Chestnut cream rice cake
By VicentaLakin
Korean rice cake, very hot now. No oil, no ovens, no cream decorations, usually with soybean, beautiful and healthy! Today I put a little butter in the chestnut mud and put cream on the chestnut cream and the flowers on our rice cakes
Recipe Recommendations
- glutinous rice flour 50 grams
- rice flour 100 grams
- powdered sugar 25 grams
- milk 78 grams
- chestnut paste 100 grams
- butter 50 grams
- jam appropriate amount
- rose essence few drops
- Colorful essence few drops
- sweetening
- steamed
- an hour
- simple
Steps for Chestnut cream rice cake

1
Take a bowl of rice powder, rice powder and sugar powder and add a proper amount of milk
2
Spread your hands.
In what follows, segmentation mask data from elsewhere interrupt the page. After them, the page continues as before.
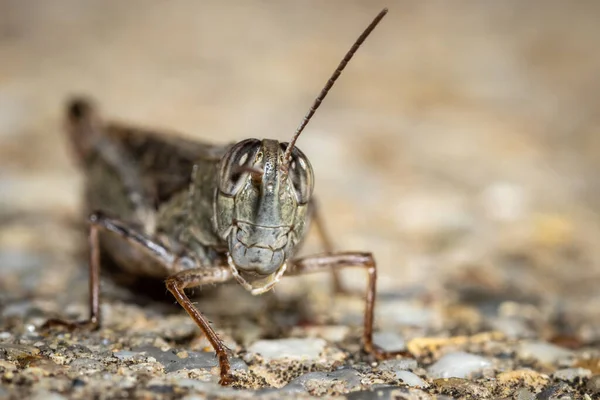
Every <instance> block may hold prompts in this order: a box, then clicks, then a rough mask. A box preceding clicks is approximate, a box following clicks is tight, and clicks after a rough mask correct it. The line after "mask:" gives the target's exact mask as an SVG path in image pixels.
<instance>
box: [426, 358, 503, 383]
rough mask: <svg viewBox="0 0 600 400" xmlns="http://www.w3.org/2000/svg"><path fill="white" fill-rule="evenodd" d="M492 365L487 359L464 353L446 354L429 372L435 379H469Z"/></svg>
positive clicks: (440, 359) (434, 363)
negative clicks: (436, 378)
mask: <svg viewBox="0 0 600 400" xmlns="http://www.w3.org/2000/svg"><path fill="white" fill-rule="evenodd" d="M491 365H492V363H491V361H490V360H488V359H487V358H485V357H481V356H478V355H475V354H469V353H464V352H456V353H450V354H446V355H445V356H443V357H442V358H440V359H439V360H438V361H437V362H436V363H434V364H433V365H431V366H430V367H429V368H428V369H427V371H428V373H429V374H430V375H431V376H432V377H433V378H467V377H469V376H470V375H472V374H474V373H476V372H479V371H481V370H482V369H484V368H486V367H490V366H491Z"/></svg>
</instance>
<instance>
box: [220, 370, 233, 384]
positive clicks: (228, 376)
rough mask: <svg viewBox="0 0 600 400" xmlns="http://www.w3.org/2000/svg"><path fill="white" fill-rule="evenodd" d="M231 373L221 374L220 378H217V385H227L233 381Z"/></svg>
mask: <svg viewBox="0 0 600 400" xmlns="http://www.w3.org/2000/svg"><path fill="white" fill-rule="evenodd" d="M233 381H234V379H233V375H231V374H230V373H226V374H221V379H219V385H221V386H229V385H231V384H232V383H233Z"/></svg>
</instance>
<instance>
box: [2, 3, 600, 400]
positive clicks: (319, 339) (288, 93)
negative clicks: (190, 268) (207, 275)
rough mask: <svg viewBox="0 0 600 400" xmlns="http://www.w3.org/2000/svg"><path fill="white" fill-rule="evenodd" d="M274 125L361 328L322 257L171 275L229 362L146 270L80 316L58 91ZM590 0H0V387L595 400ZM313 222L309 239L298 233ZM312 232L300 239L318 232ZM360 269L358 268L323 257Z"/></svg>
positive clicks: (296, 394) (89, 397)
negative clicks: (292, 268) (275, 280)
mask: <svg viewBox="0 0 600 400" xmlns="http://www.w3.org/2000/svg"><path fill="white" fill-rule="evenodd" d="M383 6H388V7H389V8H390V13H389V15H388V17H386V19H385V20H384V21H383V23H382V25H381V26H380V28H378V30H377V31H376V32H375V33H374V34H373V36H372V37H371V38H369V40H368V41H367V43H366V45H365V46H364V48H362V49H360V51H359V53H358V55H357V57H356V59H355V60H354V61H353V63H352V64H351V65H350V66H349V67H348V69H347V71H346V72H345V73H344V75H343V76H342V78H341V79H340V81H339V84H338V85H337V86H336V87H335V88H334V90H333V91H332V93H331V95H330V97H329V98H328V99H327V100H326V101H325V102H324V104H323V107H322V109H321V110H320V111H319V113H318V114H317V116H316V117H315V118H314V120H313V121H312V122H311V124H310V125H309V127H308V129H307V130H306V131H305V133H304V134H303V136H302V137H301V139H300V141H299V146H300V148H302V150H303V151H304V152H305V153H306V154H307V155H308V157H309V158H310V159H311V162H312V164H313V167H314V168H315V171H316V176H317V178H316V179H317V181H316V194H317V196H318V197H319V199H320V203H321V205H322V208H323V211H324V213H325V215H326V221H327V228H328V229H329V231H330V232H331V234H332V236H333V237H334V239H335V244H336V247H337V248H339V249H350V250H370V251H372V252H373V253H374V254H375V256H376V259H377V261H378V263H379V264H378V265H379V270H380V273H379V285H378V287H379V296H378V304H377V313H376V325H377V334H376V341H377V343H378V344H379V345H380V346H382V347H384V348H387V349H390V350H396V349H405V350H408V351H410V352H411V353H412V354H413V355H414V358H400V359H394V360H387V361H382V362H378V361H376V360H375V359H373V358H372V357H371V356H369V355H367V354H365V353H363V352H362V351H361V347H360V337H361V332H362V327H361V324H362V318H363V315H362V312H363V306H364V303H363V300H362V298H361V294H360V293H359V294H356V295H334V294H333V293H332V292H331V290H330V281H329V278H330V277H329V276H328V275H318V276H310V277H303V278H286V279H284V280H283V281H282V282H281V283H280V285H278V287H277V288H276V289H275V291H274V292H273V293H268V294H266V295H264V296H259V297H252V296H250V295H249V294H248V293H247V292H245V291H244V289H243V288H241V287H239V286H237V285H228V286H224V287H222V288H214V289H215V290H212V289H210V290H205V289H202V290H198V291H196V295H197V298H196V300H195V301H196V302H197V303H196V304H197V307H198V308H199V309H200V310H202V311H203V312H205V313H206V315H207V316H208V317H209V319H210V320H211V321H212V322H213V326H214V327H215V328H216V329H217V331H218V332H219V334H220V335H221V336H222V337H223V338H224V339H225V341H226V343H227V345H228V347H229V348H230V349H231V354H232V365H233V368H234V375H235V382H234V384H233V385H232V386H231V387H226V388H225V387H220V386H219V385H218V383H217V382H218V368H217V367H216V365H217V364H216V360H215V358H214V353H213V352H212V349H211V348H210V346H209V345H208V342H207V341H206V339H204V338H203V337H202V336H201V335H200V334H199V332H198V329H197V328H196V327H195V325H194V323H193V322H192V321H191V319H189V317H187V315H186V314H185V313H184V311H183V310H182V309H181V308H180V307H179V306H177V305H176V304H173V300H172V299H171V298H170V297H169V296H167V295H166V293H165V292H166V290H165V288H164V286H163V285H162V284H161V283H160V282H159V283H158V285H147V286H144V287H140V285H137V286H136V287H135V288H131V287H125V286H123V285H119V284H116V283H115V282H114V280H113V279H111V277H110V276H104V277H103V280H102V316H103V321H102V327H101V329H100V330H99V331H97V332H87V331H75V332H67V331H60V330H51V331H45V330H42V329H41V326H42V325H43V323H44V322H45V321H46V320H47V319H48V318H53V317H62V318H68V319H81V318H84V317H85V316H86V315H87V312H88V310H87V305H86V301H87V295H88V287H87V271H86V261H85V252H86V242H85V235H84V230H83V229H82V225H83V221H84V216H83V215H82V214H81V211H80V210H81V204H80V189H81V182H82V179H83V178H84V177H82V176H81V175H80V174H79V172H78V171H77V169H76V166H75V163H74V162H73V160H72V158H71V157H70V153H69V149H68V146H67V141H66V138H65V135H64V132H63V130H62V113H63V107H64V102H65V100H66V99H67V98H68V96H70V95H71V94H73V93H84V94H89V95H91V96H94V97H95V98H96V99H97V101H98V103H99V104H100V105H101V106H102V111H103V113H104V115H106V116H107V118H114V119H119V120H125V121H128V122H131V123H137V124H142V125H144V126H152V127H162V128H165V129H167V130H172V131H174V132H181V134H183V135H186V136H188V137H195V138H199V139H204V140H211V141H221V142H226V141H234V140H240V139H243V138H247V137H250V136H254V137H261V138H262V137H272V138H276V139H279V140H287V139H288V138H289V137H290V135H291V133H292V132H293V130H294V129H295V127H296V124H297V123H298V122H299V121H300V119H301V117H302V116H303V115H304V113H305V112H306V109H307V107H308V105H309V104H310V102H311V101H312V98H313V97H314V96H315V95H316V93H317V92H318V91H319V89H320V87H321V85H322V84H323V83H324V81H325V80H326V78H327V77H328V75H329V73H330V72H331V70H332V69H333V68H334V66H335V65H337V62H338V60H339V58H340V57H341V56H342V55H343V53H344V52H345V51H346V49H347V48H348V46H349V45H350V44H351V42H352V41H353V40H354V38H355V37H356V36H357V35H358V34H359V33H360V31H361V29H363V27H364V26H366V24H367V23H368V21H370V19H371V18H372V17H373V16H374V15H375V14H376V13H377V12H378V11H379V9H380V8H382V7H383ZM599 17H600V7H599V6H598V5H597V3H594V2H579V3H565V2H562V1H544V2H542V1H540V2H527V3H523V2H519V1H516V0H515V1H507V2H479V3H476V2H472V3H471V2H461V3H453V4H452V5H450V4H448V3H445V2H419V1H390V2H387V3H384V2H379V1H377V2H359V1H344V2H341V1H330V2H319V1H310V2H293V1H279V2H262V1H241V0H240V1H231V2H226V3H224V2H218V1H203V2H199V1H191V0H190V1H180V2H161V1H128V2H118V1H109V2H106V1H100V0H98V1H87V2H79V1H75V0H71V1H68V0H60V1H54V2H45V1H42V0H39V1H28V2H22V1H17V0H0V59H1V60H2V62H1V63H0V398H9V399H24V398H33V399H52V400H59V399H64V398H81V399H89V398H99V399H117V398H143V399H154V398H156V399H162V398H183V399H189V400H191V399H204V398H211V399H230V398H231V399H233V398H251V397H252V398H265V399H280V398H300V399H302V398H313V397H326V398H348V399H462V398H465V399H520V400H525V399H595V398H600V291H599V290H598V287H599V284H600V250H599V249H600V248H599V247H598V245H597V243H598V241H599V240H600V229H599V226H600V225H599V224H598V222H599V217H598V215H599V213H598V212H599V210H600V190H599V189H600V186H599V184H598V182H599V181H598V179H597V171H598V168H599V167H600V156H599V154H600V140H599V138H600V95H599V94H598V93H600V77H599V75H598V72H597V71H599V70H600V55H599V54H600V53H598V52H597V49H598V44H599V39H598V38H600V25H599V24H598V23H597V21H598V18H599ZM315 236H316V235H315ZM319 250H320V247H319V243H318V241H317V240H316V238H311V239H310V240H309V242H308V243H307V246H306V248H305V249H304V250H303V252H304V253H310V252H316V251H319ZM344 278H345V281H346V282H347V284H348V286H349V287H350V288H352V289H353V290H354V291H361V290H364V285H365V276H364V272H363V271H360V270H357V271H347V272H346V273H345V275H344Z"/></svg>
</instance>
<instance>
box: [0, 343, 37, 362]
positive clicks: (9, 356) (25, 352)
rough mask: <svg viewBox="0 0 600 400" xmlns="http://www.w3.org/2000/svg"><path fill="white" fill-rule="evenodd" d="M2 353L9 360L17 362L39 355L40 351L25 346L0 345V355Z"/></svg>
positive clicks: (17, 345) (35, 349) (1, 353)
mask: <svg viewBox="0 0 600 400" xmlns="http://www.w3.org/2000/svg"><path fill="white" fill-rule="evenodd" d="M2 353H4V354H6V356H7V357H8V358H9V359H13V360H19V359H22V358H26V357H31V356H36V355H38V354H40V349H38V348H37V347H34V346H28V345H25V344H10V343H0V354H2Z"/></svg>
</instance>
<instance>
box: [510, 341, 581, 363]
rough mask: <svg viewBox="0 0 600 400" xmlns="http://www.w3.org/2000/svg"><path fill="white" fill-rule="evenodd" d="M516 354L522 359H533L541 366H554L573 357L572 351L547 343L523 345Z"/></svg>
mask: <svg viewBox="0 0 600 400" xmlns="http://www.w3.org/2000/svg"><path fill="white" fill-rule="evenodd" d="M518 353H519V355H520V356H521V357H523V358H534V359H536V360H537V361H539V362H541V363H543V364H555V363H557V362H559V361H561V360H564V359H566V358H569V357H571V356H572V355H573V352H572V351H570V350H567V349H564V348H562V347H558V346H556V345H553V344H550V343H547V342H528V343H523V344H521V346H520V347H519V349H518Z"/></svg>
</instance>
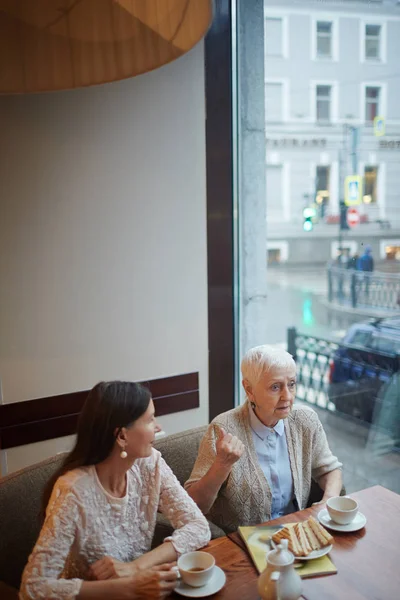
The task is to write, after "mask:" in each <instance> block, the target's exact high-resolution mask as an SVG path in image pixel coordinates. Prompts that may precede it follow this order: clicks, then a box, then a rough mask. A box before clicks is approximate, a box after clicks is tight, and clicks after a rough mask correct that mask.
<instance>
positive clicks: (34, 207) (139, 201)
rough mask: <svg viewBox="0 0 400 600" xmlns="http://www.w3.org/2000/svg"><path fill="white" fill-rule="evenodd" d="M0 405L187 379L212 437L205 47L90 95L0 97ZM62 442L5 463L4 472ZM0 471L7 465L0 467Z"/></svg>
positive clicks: (162, 418) (64, 441) (12, 470)
mask: <svg viewBox="0 0 400 600" xmlns="http://www.w3.org/2000/svg"><path fill="white" fill-rule="evenodd" d="M0 127H1V131H2V134H1V136H0V155H1V160H0V181H1V195H0V213H1V218H0V378H1V383H2V395H3V398H2V401H3V402H4V403H7V402H17V401H23V400H28V399H32V398H37V397H45V396H51V395H56V394H63V393H66V392H73V391H77V390H83V389H88V388H90V387H92V386H93V385H94V384H95V383H96V382H98V381H99V380H109V379H114V378H116V379H128V380H146V379H155V378H157V377H167V376H170V375H175V374H182V373H187V372H192V371H198V372H199V376H200V407H199V408H198V409H194V410H190V411H185V412H182V413H179V414H173V415H167V416H164V417H162V418H161V419H160V423H161V425H162V428H163V430H164V431H166V433H174V432H177V431H180V430H184V429H188V428H190V427H195V426H200V425H204V424H206V423H207V422H208V336H207V248H206V179H205V177H206V176H205V93H204V48H203V43H200V44H198V45H197V46H196V47H195V48H194V49H193V50H192V51H191V52H189V53H188V54H186V55H184V56H183V57H181V58H179V59H178V60H176V61H175V62H173V63H171V64H169V65H167V66H165V67H162V68H161V69H158V70H156V71H153V72H151V73H148V74H145V75H142V76H139V77H136V78H133V79H129V80H125V81H121V82H117V83H112V84H107V85H103V86H98V87H92V88H87V89H80V90H74V91H66V92H56V93H49V94H38V95H21V96H3V97H0ZM72 439H73V438H71V437H68V438H60V439H58V440H51V441H47V442H41V443H38V444H33V445H31V446H30V447H27V446H24V447H20V448H14V449H11V450H9V451H8V452H7V457H6V459H7V468H8V472H11V471H14V470H16V469H17V468H21V467H23V466H25V465H26V464H29V463H33V462H36V461H37V460H40V459H42V458H45V457H47V456H50V455H53V454H55V453H56V452H59V451H62V450H65V449H67V448H69V447H70V445H71V443H72ZM3 458H4V457H3Z"/></svg>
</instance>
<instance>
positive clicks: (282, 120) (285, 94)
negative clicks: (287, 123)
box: [264, 77, 290, 125]
mask: <svg viewBox="0 0 400 600" xmlns="http://www.w3.org/2000/svg"><path fill="white" fill-rule="evenodd" d="M268 84H272V85H276V84H279V85H282V121H268V120H267V106H266V105H265V122H266V123H268V124H269V125H273V124H279V123H287V122H288V121H289V99H290V93H289V92H290V89H289V84H290V82H289V79H286V78H276V77H265V78H264V92H265V88H266V86H267V85H268Z"/></svg>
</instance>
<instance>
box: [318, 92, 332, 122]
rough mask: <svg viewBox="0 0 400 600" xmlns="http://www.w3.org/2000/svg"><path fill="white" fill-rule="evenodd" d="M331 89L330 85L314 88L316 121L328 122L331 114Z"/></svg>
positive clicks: (331, 97)
mask: <svg viewBox="0 0 400 600" xmlns="http://www.w3.org/2000/svg"><path fill="white" fill-rule="evenodd" d="M331 104H332V87H331V86H330V85H317V87H316V115H317V121H325V122H329V121H330V120H331V113H332V106H331Z"/></svg>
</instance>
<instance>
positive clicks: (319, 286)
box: [266, 268, 400, 493]
mask: <svg viewBox="0 0 400 600" xmlns="http://www.w3.org/2000/svg"><path fill="white" fill-rule="evenodd" d="M324 273H325V271H322V270H321V269H314V270H313V269H306V270H303V271H301V270H300V269H296V270H293V269H291V270H281V271H280V270H279V269H275V268H274V269H269V271H268V314H267V317H266V318H267V322H268V331H269V338H268V343H271V344H276V345H279V346H282V347H285V345H286V339H287V328H288V327H291V326H294V327H296V328H297V329H298V330H299V331H300V332H301V333H305V334H309V335H315V336H318V337H323V338H328V339H335V340H338V339H341V338H342V337H343V335H344V333H345V332H346V330H347V329H348V327H349V326H350V325H351V324H352V323H355V322H359V321H362V320H365V319H363V318H361V317H360V316H356V315H351V314H347V313H340V312H336V311H332V310H330V309H329V308H327V307H326V306H325V305H324V304H323V303H322V302H321V299H322V298H323V297H324V295H325V294H326V280H325V277H324ZM399 401H400V398H399ZM313 408H314V409H315V410H316V411H317V412H318V414H319V416H320V419H321V421H322V423H323V426H324V429H325V432H326V434H327V437H328V441H329V444H330V446H331V449H332V451H333V452H334V454H336V455H337V456H338V458H339V460H340V461H341V462H342V463H343V478H344V483H345V486H346V490H347V492H348V493H351V492H355V491H358V490H361V489H364V488H367V487H371V486H373V485H378V484H379V485H383V486H384V487H386V488H388V489H390V490H392V491H394V492H397V493H400V453H399V452H397V451H394V450H393V447H392V444H391V441H390V440H387V443H386V442H385V440H383V441H381V442H380V443H376V437H375V432H374V428H373V427H368V426H365V425H363V424H360V423H359V422H356V421H352V420H351V419H349V418H346V417H344V416H341V415H340V414H338V413H334V412H330V411H328V410H326V409H323V408H320V407H318V406H315V405H313Z"/></svg>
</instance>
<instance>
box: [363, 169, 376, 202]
mask: <svg viewBox="0 0 400 600" xmlns="http://www.w3.org/2000/svg"><path fill="white" fill-rule="evenodd" d="M377 201H378V167H365V168H364V203H365V204H376V203H377Z"/></svg>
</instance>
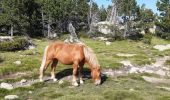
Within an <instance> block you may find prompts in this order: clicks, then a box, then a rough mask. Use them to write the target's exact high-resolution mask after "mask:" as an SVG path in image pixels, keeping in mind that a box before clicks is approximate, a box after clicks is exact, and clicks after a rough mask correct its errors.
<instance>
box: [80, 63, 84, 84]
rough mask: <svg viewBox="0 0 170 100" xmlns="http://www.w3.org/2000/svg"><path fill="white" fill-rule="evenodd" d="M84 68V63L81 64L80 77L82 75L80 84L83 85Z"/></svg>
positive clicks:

Grab your hands and hold them tight
3
This is what I want
4
Sift the rice powder with a thick screen
5
Take a steam cage, put oil paper on it and put it in Moose Circle
6
Spill the powder and make two spoons of homemade jam
7
And then we put powder on it and we put chopsticks on the surface
8
When the water's out, it's about 30 minutes
9
It's a little cold and it's gone
10
Take a proper bag of chestnuts and put them in a breaker cup, and add a proper amount of milk or cold water for a good beating
11
When the chestnut mud falls, it's sifted
12
It's chestnut mud
13
Prepare chestnut butter: add softened butter pellets and sugar powder to a feather
14
Put in a proper amount of chestnut mud
15
Smuggled into chestnut cream
16
Take the appropriate amount of chestnut cream and add roses to red
17
Take the appropriate amount of chestnut cream and add the fragrance to green
18
Put chestnut cream in the bag and squeeze out the roses and leaves and put them on rice cakeChestnut cream rice cake Make Tips
Don't add too much jam, a little bit is enough. You can use red bean paste instead. There is leftover chestnut cream frosting.